Wednesday, October 25, 2006

Wild Lover?



Anyone reading this blog (all, like, 2 of you – if that many) knows that lately I’ve been a bit introspective. I turned 33 and for reason that began a season of life evaluation. I’ve noted circumstances I don’t like, things I would like to change, etc. But really, beneath all the circumstances, there are some heart level issues the Lord is revealing to me that I’m having to deal with. Here is the issue of the day.

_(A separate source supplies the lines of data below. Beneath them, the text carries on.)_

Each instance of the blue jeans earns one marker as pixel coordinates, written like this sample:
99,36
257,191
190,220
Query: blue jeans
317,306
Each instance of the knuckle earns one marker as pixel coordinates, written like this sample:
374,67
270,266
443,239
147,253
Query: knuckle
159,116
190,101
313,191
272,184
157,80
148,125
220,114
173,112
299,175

God is boring. At least that is what I think I believe. Intellectually I may not believe that is true, but practically, that is how I live. I live as if God is boring. What do I mean? Well, in some ways it all goes back to my believe of me just being average in every department – average personality, average intelligence, average looking, etc. Follow my logic. If I am just average, well, that must be the reason no one has really ever pursued me, including to some extent my own father. And therefore, since no one has ever pursued me, then I must not be pursuable. And believing that, I probably act in a way that communicates that I’m not pursuable. And since I have no experience of anyone really pursuing me, I wonder if God pursues me.

That is what this is really about. Does God pursue me and if so, how? No doubt this is connected to my relationship with my Dad. My parents were divorced before I could form a memory and therefore Dad was always the “fun weekend and vacations” Dad. I actually think I have an OK relationship with him and he and mom seemingly handled the divorce pretty well under the circumstances. Even when both were remarried, we could all, step parents and all, get together for family celebrations and get along. But does my Dad pursue me? Sometimes, but I think rarely. I have no doubt of His love for me, I just think he pursues me when it’s convenient for him, every so often and then puts most of the burden of relationship on me. “When are you going to come see me?”

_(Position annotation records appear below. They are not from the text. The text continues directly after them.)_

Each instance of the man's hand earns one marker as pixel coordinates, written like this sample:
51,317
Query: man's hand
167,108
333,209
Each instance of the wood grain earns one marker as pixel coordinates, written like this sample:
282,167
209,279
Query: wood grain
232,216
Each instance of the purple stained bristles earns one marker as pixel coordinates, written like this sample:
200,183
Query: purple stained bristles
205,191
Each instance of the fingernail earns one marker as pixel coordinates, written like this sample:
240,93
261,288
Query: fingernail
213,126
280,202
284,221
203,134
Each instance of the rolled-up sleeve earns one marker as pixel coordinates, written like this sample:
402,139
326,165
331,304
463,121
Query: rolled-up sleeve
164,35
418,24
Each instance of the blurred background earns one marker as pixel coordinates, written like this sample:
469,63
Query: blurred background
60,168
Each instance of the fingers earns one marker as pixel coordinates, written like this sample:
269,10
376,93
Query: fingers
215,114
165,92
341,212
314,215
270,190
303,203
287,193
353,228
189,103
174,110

That is how I view the Lord’s pursuit of me. He loves me no doubt. But it’s a boring love. He pursues me when it’s convenient, or when I’m so desperate He is duty bound to respond, being my “heavenly Father.” I do not believe He loves me and pursues me with a wild, constant, passionate pursuit. I do not believe He is that crazy about me.

But the Biblical record says otherwise. The Bible speaks of a God in Hosea who wildly, passionately and persistently pursued His lover. The Bible speaks of a God who is an all consuming fire, who led His children by a mighty pillar of fire and cloud of smoke, who parted the Red Sea to free His children. It speaks of a God who delights in me. It speaks of a God who so passionately and deeply loved and pursued His children that He sacrificed His own Son to be with us. That is a wild, constant, passionate pursuit. And anything but boring.

Intellectually I believe that is how God pursues me. My head believes it, my heart doubts it. I am either yet to experience that kind of pursuit, or I fail to recognize it being blinded by my own self and the false things I believe about myself. I feel helpless to remove the blinders. I need the Lord to show me His passionate, wild, persistent pursuit of me. I need Him to become my lover.